Effient can be administered with aspirin (75 mg to 325 mg per day), heparin, GPIIb/IIIa inhibitors, statins, digoxin, and drugs that elevate gastric pH, including proton pump inhibitors and H2 blockers [see Clinical Pharmacology(12.3)].

8.1 Pregnancy

8.3 Nursing Mothers

It is not known whether Effient is excreted in human milk; however, metabolites of Effient were found in rat milk. Because many drugs are excreted in human milk, prasugrel should be used during nursing only if the potential benefit to the mother justifies the potential risk to the nursing infant.

8.4 Pediatric Use

Safety and effectiveness in pediatric patients have not been established [see Clinical Pharmacology(12.3)].

8.5 Geriatric Use

In TRITON-TIMI 38, 38.5% of patients were ≥65years of age and 13.2% were ≥75years of age. The risk of bleeding increased with advancing age in both treatment groups, although the relative risk of bleeding (Effient compared with clopidogrel) was similar across age groups.
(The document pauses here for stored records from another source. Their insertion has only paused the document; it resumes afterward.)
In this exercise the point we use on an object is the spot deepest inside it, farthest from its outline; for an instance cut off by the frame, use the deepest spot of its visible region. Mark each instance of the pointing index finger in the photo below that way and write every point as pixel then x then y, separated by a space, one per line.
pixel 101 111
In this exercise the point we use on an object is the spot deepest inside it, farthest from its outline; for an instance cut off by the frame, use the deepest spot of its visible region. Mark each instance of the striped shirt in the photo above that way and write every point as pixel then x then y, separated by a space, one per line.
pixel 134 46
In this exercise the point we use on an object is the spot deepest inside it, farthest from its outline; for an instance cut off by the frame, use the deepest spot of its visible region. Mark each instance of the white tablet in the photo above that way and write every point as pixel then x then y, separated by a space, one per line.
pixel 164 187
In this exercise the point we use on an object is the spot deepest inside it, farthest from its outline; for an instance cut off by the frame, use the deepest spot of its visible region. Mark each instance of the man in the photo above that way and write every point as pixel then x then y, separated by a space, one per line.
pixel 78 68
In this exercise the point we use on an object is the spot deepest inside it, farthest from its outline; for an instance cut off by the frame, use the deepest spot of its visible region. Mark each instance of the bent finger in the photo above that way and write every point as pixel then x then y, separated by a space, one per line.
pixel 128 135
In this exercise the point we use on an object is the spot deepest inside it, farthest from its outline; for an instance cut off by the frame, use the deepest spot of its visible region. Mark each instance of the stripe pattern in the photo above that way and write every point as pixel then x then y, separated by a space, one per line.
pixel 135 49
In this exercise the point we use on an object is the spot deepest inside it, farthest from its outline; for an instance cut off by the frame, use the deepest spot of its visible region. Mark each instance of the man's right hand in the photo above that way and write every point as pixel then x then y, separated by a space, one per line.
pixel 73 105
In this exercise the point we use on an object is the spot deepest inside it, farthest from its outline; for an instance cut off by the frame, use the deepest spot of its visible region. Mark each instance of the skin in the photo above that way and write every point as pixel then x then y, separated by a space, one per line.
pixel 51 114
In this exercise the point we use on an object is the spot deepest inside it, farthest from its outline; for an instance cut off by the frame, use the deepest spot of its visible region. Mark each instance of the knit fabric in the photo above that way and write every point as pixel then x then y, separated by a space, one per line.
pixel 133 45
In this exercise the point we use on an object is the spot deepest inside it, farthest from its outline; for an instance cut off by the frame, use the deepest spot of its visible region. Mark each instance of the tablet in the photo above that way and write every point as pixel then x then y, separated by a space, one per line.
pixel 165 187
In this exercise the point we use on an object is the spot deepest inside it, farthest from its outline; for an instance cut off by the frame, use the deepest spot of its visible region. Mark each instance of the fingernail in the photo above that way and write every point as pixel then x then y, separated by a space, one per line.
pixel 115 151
Patients ≥ 75years of age who received Effient had an increased risk of fatal bleeding events (1.0%) compared to patients who received clopidogrel (0.1%). In patients ≥ 75 years of age, symptomatic intracranial hemorrhage occurred in 7 patients (0.8%) who received Effient and in 3 patients (0.3%) who received clopidogrel. Because of the risk of bleeding, and because effectiveness is uncertain in patients ≥ 75 years of age [see Clinical Studies (14)], use of Effient is generally not recommended in these patients, except in high-risk situations (diabetes and past history of myocardial infarction) where its effect appears to be greater and its use may be considered [see Warnings and Precautions (5.1), Clinical Pharmacology (12.3), and Clinical Studies (14)].

8.6 Low Body Weight

In TRITON-TIMI 38, 4.6% of patients treated with Effient had body weight <60kg. Individuals with body weight < 60kg had an increased risk of bleeding and an increased exposure to the active metabolite of prasugrel [see Dosage and Administration(2), Warnings and Precautions(5.1), and Clinical Pharmacology(12.3)]. Consider lowering the maintenance dose to 5 mg in patients <60 kg. The effectiveness and safety of the 5 mg dose have not been prospectively studied.

8.7 Renal Impairment

No dosage adjustment is necessary for patients with renal impairment. There is limited experience in patients with end-stage renal disease [see Clinical Pharmacology(12.3)].

8.8 Hepatic Impairment

No dosage adjustment is necessary in patients with mild to moderate hepatic impairment(Child-Pugh Class A and B). The pharmacokinetics and pharmacodynamics of prasugrel in patients with severe hepatic disease have not been studied, but such patients are generally at higher risk of bleeding [see Warnings and Precautions(5.1) and Clinical Pharmacology(12.3)].

8.9 Metabolic Status

In healthy subjects, patients with stable atherosclerosis, and patients with ACS receiving prasugrel, there was no relevant effect of genetic variation in CYP2B6, CYP2C9, CYP2C19, or CYP3A5 on the pharmacokinetics of prasugrel's active metabolite or its inhibition of platelet aggregation.

10.1 Signs and Symptoms

Platelet inhibition by prasugrel is rapid and irreversible, lasting for the life of the platelet, and is unlikely to be increased in the event of an overdose. In rats, lethality was observed after administration of 2000mg/kg. Symptoms of acute toxicity in dogs included emesis, increased serum alkaline phosphatase, and hepatocellular atrophy. Symptoms of acute toxicity in rats included mydriasis, irregular respiration, decreased locomotor activity, ptosis, staggering gait, and lacrimation.

10.2 Recommendations about Specific Treatment

Platelet transfusion may restore clotting ability. The prasugrel active metabolite is not likely to be removed by dialysis.